House on Haunted Hill and The Tingler were both directed by Castle from screenplays by Robb White, and 13 Ghosts is another of their collaborations. For this film, which finds a family moving into a supposedly haunted house willed to them by an occultist uncle, Castle came up with Illusion-O. Within the story, the dead uncle left behind a specially crafted pair of glasses that allows the person wearing them to see the ghosts that are around them. To replicate the experience of using these glasses for the audience, Castle had audience members supplied with special viewing devices that, much like anaglyph 3-D glasses, had red and blue lenses in them. When the ghosts appear in the film, the black and white picture turns blue and the ghosts are red apparitions floating in front of the blue background. With their Illusion-O viewers in hand, audience members then had a choice: look through the red lens to get an even better look at the ghosts, or look through the blue lens and have them obscured from view. Yes, the blue lens was for scaredy cats.
In some prints of the film, you don't get the Illusion-O option, the ghost scenes are just black and white like the rest of the movie. The print used for the drive-in screening, however, did have the red and blue coloring, so we got to see the red ghosts on the blue background, but unfortunately we didn't have the special viewer to enhance them or block them. Oh well.
I was lucky enough to watch a screening of 13 Ghosts with a Illusion-O viewer at a theatrical horror marathon I went to in October of 2010. I enjoyed that, but I enjoy this movie with or without the gimmick. It's one of the more fun haunted house pictures.
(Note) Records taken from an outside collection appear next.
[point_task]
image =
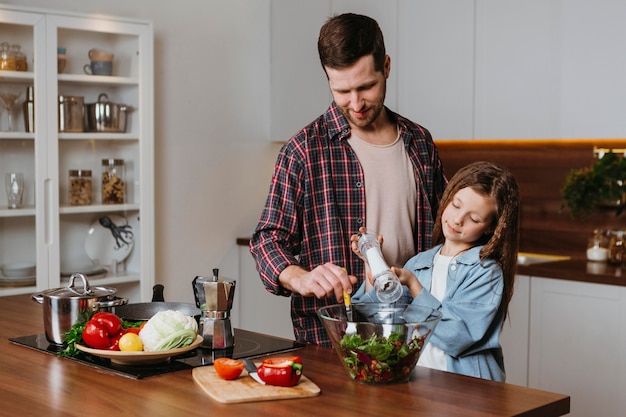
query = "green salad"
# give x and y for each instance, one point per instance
(380, 359)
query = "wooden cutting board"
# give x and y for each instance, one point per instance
(245, 389)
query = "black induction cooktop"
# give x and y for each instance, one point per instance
(247, 345)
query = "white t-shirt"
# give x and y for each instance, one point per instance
(432, 356)
(390, 195)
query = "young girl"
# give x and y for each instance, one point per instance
(468, 274)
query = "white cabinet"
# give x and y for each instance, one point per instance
(514, 336)
(48, 230)
(578, 344)
(435, 66)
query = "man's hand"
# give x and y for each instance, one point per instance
(324, 281)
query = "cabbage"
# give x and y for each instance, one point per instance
(167, 330)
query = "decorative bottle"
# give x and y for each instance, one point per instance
(386, 284)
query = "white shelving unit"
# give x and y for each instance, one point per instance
(47, 230)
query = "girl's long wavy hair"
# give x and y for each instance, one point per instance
(502, 243)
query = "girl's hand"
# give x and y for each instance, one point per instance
(407, 278)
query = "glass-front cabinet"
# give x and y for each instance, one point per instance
(76, 121)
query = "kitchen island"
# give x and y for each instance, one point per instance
(36, 383)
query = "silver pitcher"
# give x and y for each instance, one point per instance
(214, 296)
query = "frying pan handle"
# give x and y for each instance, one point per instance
(157, 293)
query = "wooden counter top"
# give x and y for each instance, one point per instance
(577, 270)
(35, 384)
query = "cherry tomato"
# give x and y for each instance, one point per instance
(228, 368)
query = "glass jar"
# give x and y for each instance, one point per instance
(7, 58)
(113, 185)
(80, 187)
(616, 247)
(598, 246)
(21, 64)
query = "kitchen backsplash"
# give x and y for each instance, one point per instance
(540, 167)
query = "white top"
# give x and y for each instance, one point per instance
(432, 356)
(390, 196)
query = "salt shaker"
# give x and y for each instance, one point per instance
(598, 247)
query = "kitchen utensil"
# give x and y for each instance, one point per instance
(18, 269)
(244, 389)
(62, 307)
(9, 100)
(215, 297)
(145, 311)
(351, 329)
(28, 109)
(71, 114)
(14, 185)
(96, 54)
(140, 358)
(251, 368)
(408, 324)
(104, 116)
(386, 284)
(99, 68)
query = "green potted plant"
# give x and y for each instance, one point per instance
(601, 184)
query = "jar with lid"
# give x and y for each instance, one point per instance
(598, 246)
(113, 185)
(80, 187)
(21, 64)
(7, 58)
(616, 247)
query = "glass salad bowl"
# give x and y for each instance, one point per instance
(382, 342)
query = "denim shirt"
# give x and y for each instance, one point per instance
(470, 326)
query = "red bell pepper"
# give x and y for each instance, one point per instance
(284, 371)
(103, 331)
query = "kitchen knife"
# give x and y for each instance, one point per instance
(251, 368)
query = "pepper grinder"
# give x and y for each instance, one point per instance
(214, 296)
(386, 283)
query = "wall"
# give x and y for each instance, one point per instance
(213, 92)
(213, 154)
(540, 168)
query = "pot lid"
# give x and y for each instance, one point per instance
(80, 291)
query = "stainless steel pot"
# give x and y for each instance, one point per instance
(104, 116)
(71, 114)
(62, 307)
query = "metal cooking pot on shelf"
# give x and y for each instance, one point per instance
(104, 116)
(62, 307)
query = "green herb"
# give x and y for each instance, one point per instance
(75, 336)
(71, 338)
(585, 188)
(380, 359)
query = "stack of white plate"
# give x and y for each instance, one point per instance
(18, 273)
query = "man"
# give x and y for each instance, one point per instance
(358, 164)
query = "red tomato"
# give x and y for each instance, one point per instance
(96, 336)
(228, 368)
(112, 323)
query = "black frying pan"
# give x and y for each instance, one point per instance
(144, 311)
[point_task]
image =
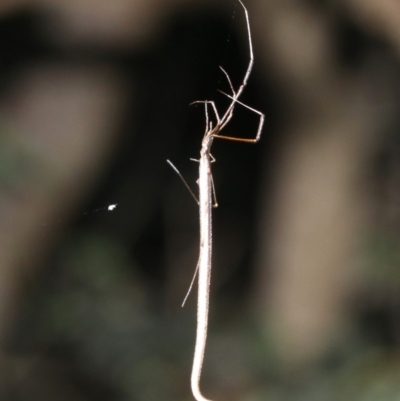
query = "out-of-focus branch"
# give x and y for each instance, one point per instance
(333, 126)
(379, 16)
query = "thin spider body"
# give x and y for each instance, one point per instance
(206, 189)
(206, 194)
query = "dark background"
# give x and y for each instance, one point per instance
(94, 99)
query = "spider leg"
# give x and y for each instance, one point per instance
(260, 124)
(229, 80)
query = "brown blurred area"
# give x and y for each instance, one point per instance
(94, 97)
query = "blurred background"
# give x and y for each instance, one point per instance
(99, 237)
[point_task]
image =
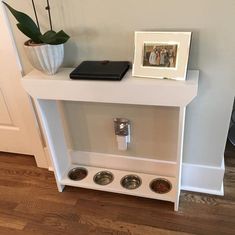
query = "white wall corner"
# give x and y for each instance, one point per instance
(202, 178)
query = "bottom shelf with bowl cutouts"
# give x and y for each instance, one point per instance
(111, 180)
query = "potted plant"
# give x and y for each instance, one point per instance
(44, 50)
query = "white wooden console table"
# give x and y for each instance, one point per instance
(47, 90)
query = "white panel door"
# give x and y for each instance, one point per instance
(19, 132)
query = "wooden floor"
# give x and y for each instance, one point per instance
(31, 204)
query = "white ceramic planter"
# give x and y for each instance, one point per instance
(44, 57)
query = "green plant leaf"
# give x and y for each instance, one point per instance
(53, 38)
(35, 36)
(24, 21)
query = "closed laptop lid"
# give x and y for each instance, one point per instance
(100, 69)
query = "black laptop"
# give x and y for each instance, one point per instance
(101, 70)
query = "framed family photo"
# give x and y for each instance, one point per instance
(161, 54)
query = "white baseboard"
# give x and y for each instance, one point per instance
(202, 178)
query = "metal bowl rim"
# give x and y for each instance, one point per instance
(103, 172)
(163, 179)
(75, 169)
(131, 175)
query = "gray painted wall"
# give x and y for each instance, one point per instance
(104, 29)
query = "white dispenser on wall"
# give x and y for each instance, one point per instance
(122, 132)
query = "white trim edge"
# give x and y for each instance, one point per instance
(203, 179)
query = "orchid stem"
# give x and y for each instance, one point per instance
(49, 13)
(35, 13)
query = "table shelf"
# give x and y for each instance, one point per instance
(48, 90)
(115, 186)
(130, 90)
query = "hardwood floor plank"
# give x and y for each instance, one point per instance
(31, 204)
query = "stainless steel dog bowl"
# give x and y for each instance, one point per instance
(103, 178)
(77, 173)
(131, 182)
(160, 186)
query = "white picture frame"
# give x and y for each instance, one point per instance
(171, 51)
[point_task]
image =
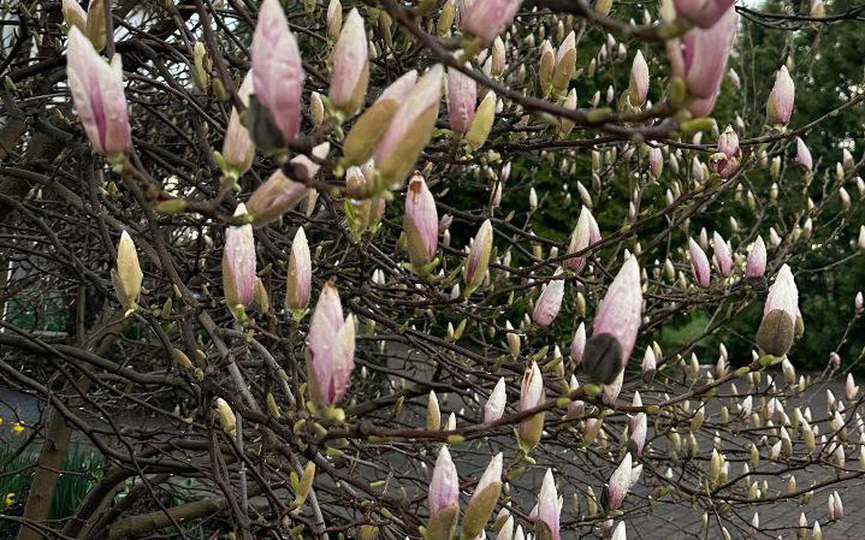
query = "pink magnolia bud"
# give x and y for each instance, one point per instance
(486, 19)
(779, 108)
(780, 314)
(350, 66)
(755, 267)
(91, 23)
(726, 161)
(850, 388)
(549, 303)
(702, 13)
(462, 97)
(548, 515)
(333, 18)
(238, 263)
(735, 79)
(803, 155)
(847, 160)
(421, 223)
(479, 258)
(699, 263)
(277, 70)
(238, 149)
(723, 255)
(97, 90)
(656, 162)
(410, 129)
(638, 428)
(330, 349)
(614, 330)
(275, 197)
(74, 15)
(444, 490)
(584, 235)
(531, 395)
(368, 129)
(128, 276)
(578, 344)
(620, 482)
(483, 499)
(495, 406)
(700, 58)
(639, 86)
(299, 273)
(498, 57)
(649, 365)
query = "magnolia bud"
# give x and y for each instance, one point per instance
(97, 90)
(780, 105)
(127, 277)
(226, 417)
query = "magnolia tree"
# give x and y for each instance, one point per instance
(380, 271)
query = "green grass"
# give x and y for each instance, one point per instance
(80, 471)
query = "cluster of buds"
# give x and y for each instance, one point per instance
(486, 19)
(557, 67)
(699, 58)
(443, 498)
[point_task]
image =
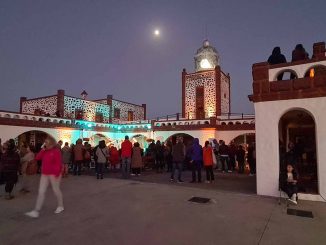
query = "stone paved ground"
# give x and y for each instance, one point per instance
(115, 211)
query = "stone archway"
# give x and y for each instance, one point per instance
(297, 144)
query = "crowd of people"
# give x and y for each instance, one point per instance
(56, 160)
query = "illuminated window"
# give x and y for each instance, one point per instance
(117, 113)
(130, 115)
I'm not sure how the overall turn-out of this night of the '60s festival compared to the night of the '50s festival that I went to, but I do know that more people stayed for the duration this time than they did the week before. That makes sense to me, because this was an awesome line-up of movies that provided several straight hours of entertainment. There aren't really any low points in this bunch.
With four movies watched, Zeppelin and I headed back home through the dark October night, passing by houses decorated for Halloween as we went. This holiday season is truly the most wonderful time of the year.